ZPressor: Bottleneck-Aware Compression for Scalable Feed-Forward 3DGS¶
Conference: NeurIPS 2025 arXiv: 2505.23734 Code: Project Page Area: 3D Vision Keywords: 3D Gaussian Splatting, Feed-Forward 3DGS, Information Bottleneck, Multi-View Compression, Novel View Synthesis
TL;DR¶
Grounded in the Information Bottleneck (IB) principle, this paper analyzes the capacity bottleneck of feed-forward 3DGS and proposes ZPressor, a lightweight, architecture-agnostic module that compresses multi-view inputs into a compact anchor-view representation, enabling existing models to scale to 100+ input views (480P, 80GB GPU) with consistent performance gains on DL3DV-10K and RealEstate10K.
Background & Motivation¶
Feed-forward 3DGS methods (e.g., pixelSplat, MVSplat, DepthSplat) represent a significant advance in novel view synthesis. Unlike traditional 3DGS that requires per-scene optimization, feed-forward approaches predict 3DGS parameters in a single forward pass through an encoder, substantially improving practicality.
However, existing feed-forward 3DGS models face a fundamental scalability bottleneck: as the number of input views increases, performance degrades rather than improves, while memory consumption grows rapidly. For example, DepthSplat achieves only 19.23 PSNR with 36-view input (compared to 23.32 with 12 views), and pixelSplat runs out of memory beyond 8 views. This issue is not purely an engineering problem — even memory-efficient attention or activation checkpointing cannot resolve the performance degradation.
The authors provide an information-theoretic explanation: the joint entropy of multi-view features \(H(\mathbf{F}_1, \mathbf{F}_2, ..., \mathbf{F}_K)\) is not equal to the sum \(\sum H(\mathbf{F}_i)\), so a large number of views introduces substantial information redundancy. In existing pixel-aligned designs, the number of 3D Gaussians grows linearly with input views, causing representational overload.
The core idea is to apply the IB principle to guide compression: learning a compact latent representation \(\mathcal{Z}\) that retains task-relevant information (for NVS) while discarding redundancy.
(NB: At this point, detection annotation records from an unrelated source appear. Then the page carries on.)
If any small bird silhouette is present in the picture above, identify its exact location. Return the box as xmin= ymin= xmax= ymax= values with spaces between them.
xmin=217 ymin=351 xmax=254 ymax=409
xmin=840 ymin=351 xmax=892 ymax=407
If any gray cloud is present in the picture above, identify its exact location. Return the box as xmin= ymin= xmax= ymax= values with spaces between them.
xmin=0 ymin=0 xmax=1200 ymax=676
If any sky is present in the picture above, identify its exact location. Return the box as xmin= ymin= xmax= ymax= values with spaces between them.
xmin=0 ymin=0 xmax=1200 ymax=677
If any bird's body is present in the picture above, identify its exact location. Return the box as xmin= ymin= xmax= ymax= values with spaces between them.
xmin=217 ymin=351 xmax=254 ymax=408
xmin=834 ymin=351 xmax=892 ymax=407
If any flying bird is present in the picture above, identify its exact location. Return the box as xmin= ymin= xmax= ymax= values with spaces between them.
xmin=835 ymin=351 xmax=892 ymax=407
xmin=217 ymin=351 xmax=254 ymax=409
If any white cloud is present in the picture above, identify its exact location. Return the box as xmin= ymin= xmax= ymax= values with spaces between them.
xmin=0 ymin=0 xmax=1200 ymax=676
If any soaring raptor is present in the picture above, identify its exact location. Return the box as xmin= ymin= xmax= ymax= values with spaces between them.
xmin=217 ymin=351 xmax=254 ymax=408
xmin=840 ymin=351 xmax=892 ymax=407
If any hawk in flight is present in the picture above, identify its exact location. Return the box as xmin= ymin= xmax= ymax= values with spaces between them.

Concretely, input views are divided into anchor views and support views; cross-attention aggregates information from support views into anchor views, producing a compressed latent state \(\mathcal{Z}\).
Method¶
Overall Architecture¶
ZPressor is an architecture-agnostic module that can be inserted after the encoder of any feed-forward 3DGS model. Given features \(\mathcal{X} = \{\mathbf{F}_i\}_{i=1}^K\) from \(K\) input views, ZPressor compresses them into \(\mathcal{Z} = \text{ZPressor}(\mathcal{X})\), which is then fed into the pixel-aligned Gaussian prediction network \(\Psi_{pred}\).
Key Designs¶
-
Anchor View Selection:
- Farthest Point Sampling (FPS) is applied to select \(N\) anchor views from \(K\) camera positions.
- Formula: \(\mathbf{T}_{a_{i+1}} = \arg\max_{\mathbf{T}_j \in \mathcal{T} \setminus \mathcal{S}}(\min_{\mathbf{T}_k \in \mathcal{S}} d(\mathbf{T}_j, \mathbf{T}_k))\)
- Design Motivation: Maximizing spatial coverage — anchors must span diverse viewpoints of the scene within a limited count, directly affecting the informational completeness of the compressed representation.
-
Support-to-Anchor Assignment:
- Each support view is assigned to its nearest anchor: \(\mathcal{C}_i = \{f(\mathbf{T}) \in \mathcal{X}_{support} \mid \|\mathbf{T} - \mathbf{T}_{a_i}\| \leq \|\mathbf{T} - \mathbf{T}_{a_j}\|, \forall j \neq i\}\)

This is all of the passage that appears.